La ville caribéenne porterait en elle une dimension d’archipels. « Nos ancêtres afro-caribéens ne considéraient pas l’île comme un berceau. L’archipel était leur habitat et chaque île était comme une pièce de la maison. » On retrouve cette dimension “d’archipel” dans nos modes de pensée – Edouard Glissant parle de “pensée archipélique” – et dans le bâti. C’est d’ailleurs ce qu’on retrouve avec la ville de Fort-de-France qui regroupe des styles architecturaux d’époques différentes et qui forment un ensemble. « Cette dimension d’archipel est un héritage qui marque encore aujourd’hui les modes de pensées des îles caribéennes, un mode de pensée qui crée un ensemble à partir de la différence. »

La ville caribéenne pour s’approprier l’existant

« C’est avant tout dans le regard que l’on porte sur nos villes que se joue la définition de la ville caribéenne », résume Philippe Yerro. Les projets d’urbanisme sont importants mais l’essentiel, selon lui, réside dans un meilleur dialogue entre les artistes et le public pour ainsi mieux comprendre l’existant des villes actuelles, les symboliques des statues et monuments.

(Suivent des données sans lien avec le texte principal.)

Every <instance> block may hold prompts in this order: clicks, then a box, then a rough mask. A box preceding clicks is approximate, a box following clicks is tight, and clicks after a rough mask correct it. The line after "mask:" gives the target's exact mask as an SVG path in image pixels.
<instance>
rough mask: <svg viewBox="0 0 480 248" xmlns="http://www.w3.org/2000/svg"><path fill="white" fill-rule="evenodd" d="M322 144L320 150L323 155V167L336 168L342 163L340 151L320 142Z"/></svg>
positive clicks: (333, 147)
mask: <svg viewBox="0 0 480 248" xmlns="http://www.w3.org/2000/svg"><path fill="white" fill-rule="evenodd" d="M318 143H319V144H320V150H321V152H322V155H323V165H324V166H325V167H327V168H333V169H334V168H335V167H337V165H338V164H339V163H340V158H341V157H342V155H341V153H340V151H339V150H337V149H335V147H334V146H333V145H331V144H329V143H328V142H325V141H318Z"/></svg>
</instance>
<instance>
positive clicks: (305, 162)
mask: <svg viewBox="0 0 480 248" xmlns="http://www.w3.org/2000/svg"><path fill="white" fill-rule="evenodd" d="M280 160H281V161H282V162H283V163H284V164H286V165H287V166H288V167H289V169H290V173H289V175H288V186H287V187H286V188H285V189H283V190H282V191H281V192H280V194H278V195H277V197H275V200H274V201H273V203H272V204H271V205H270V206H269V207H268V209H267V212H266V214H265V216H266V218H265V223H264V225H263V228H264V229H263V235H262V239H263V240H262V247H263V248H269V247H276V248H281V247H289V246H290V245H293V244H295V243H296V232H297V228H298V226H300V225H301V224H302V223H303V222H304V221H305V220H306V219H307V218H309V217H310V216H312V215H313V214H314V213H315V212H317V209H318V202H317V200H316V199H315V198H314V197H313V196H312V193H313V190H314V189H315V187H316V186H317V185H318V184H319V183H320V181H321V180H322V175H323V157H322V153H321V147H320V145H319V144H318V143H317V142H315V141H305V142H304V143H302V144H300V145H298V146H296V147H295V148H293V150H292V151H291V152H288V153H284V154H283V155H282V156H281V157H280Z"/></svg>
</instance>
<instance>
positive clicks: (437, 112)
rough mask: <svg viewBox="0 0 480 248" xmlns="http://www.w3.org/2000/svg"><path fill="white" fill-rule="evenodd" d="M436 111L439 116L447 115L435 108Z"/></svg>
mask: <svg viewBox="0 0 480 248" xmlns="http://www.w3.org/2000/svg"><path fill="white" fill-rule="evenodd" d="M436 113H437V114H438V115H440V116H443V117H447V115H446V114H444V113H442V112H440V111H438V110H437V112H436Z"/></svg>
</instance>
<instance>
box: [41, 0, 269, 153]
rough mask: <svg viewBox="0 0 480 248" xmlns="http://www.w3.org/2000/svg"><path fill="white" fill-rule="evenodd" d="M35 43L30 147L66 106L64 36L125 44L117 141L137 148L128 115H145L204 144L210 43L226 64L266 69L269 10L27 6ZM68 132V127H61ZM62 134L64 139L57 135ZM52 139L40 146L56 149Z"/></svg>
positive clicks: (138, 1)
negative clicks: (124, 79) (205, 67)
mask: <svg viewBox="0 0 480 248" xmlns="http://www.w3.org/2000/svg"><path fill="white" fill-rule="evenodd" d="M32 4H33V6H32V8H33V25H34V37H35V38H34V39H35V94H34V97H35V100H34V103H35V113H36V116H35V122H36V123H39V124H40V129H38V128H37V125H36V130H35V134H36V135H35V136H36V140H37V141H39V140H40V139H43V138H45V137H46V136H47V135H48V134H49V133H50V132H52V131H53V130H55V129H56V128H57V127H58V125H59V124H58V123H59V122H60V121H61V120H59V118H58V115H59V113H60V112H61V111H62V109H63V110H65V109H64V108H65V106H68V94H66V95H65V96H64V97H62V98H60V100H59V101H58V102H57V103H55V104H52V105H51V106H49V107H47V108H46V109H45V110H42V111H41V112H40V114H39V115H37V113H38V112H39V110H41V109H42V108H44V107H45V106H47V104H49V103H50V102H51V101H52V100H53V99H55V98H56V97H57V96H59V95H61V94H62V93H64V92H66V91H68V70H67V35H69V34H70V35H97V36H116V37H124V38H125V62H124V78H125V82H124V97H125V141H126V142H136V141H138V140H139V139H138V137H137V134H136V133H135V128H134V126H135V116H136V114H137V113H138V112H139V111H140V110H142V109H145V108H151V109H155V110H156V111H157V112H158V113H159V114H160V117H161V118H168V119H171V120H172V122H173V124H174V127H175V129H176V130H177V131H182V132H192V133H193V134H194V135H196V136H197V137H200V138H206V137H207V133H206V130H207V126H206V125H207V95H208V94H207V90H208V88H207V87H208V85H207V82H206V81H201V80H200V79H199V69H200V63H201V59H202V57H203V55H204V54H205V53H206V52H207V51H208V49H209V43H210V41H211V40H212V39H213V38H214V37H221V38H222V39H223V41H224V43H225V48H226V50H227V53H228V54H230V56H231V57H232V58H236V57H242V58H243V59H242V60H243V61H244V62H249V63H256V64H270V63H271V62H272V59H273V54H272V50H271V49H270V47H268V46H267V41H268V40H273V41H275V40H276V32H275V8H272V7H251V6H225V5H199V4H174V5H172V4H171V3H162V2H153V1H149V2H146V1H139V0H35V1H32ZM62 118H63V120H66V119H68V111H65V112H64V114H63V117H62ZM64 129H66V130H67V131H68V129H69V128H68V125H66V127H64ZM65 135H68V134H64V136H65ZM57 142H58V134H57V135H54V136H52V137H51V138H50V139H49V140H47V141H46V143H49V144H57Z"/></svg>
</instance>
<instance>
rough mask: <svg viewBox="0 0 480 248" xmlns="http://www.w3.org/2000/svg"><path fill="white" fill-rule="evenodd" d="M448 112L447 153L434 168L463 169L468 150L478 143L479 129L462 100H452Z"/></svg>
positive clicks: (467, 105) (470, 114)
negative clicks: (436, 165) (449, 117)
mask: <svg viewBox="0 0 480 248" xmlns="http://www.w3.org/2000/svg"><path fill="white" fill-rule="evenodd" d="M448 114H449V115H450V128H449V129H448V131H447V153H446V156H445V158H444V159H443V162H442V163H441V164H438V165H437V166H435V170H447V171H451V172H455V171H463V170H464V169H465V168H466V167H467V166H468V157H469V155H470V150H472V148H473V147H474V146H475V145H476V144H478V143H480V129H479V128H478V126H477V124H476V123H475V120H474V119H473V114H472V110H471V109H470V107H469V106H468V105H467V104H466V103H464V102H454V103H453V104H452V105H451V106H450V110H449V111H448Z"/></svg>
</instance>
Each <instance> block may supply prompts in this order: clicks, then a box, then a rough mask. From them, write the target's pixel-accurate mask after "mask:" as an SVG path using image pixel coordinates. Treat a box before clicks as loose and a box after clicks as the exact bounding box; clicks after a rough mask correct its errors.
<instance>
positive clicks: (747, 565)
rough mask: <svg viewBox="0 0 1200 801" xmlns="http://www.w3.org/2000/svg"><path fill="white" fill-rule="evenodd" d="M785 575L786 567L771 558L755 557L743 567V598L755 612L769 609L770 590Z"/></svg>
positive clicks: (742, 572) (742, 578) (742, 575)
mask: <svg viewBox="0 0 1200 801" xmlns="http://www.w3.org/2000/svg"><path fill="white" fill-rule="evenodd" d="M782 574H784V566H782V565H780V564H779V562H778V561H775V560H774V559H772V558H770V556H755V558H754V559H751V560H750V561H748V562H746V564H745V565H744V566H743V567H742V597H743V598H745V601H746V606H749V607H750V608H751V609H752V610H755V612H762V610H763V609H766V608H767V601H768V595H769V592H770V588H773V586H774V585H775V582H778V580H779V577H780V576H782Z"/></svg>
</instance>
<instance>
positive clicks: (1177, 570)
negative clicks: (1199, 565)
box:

À l’image de la statue Neg Mawon, au Lamentin, « elle rend hommage aux esclaves partis en marronnage et si on l’observe de loin, elle ressemble à un arbre et est une référence au fait que pour réussir ils devaient se fondre dans la nature. Ce sont aussi les symboles, et leur compréhension, qui constituent la dimension caribéenne de nos villes ».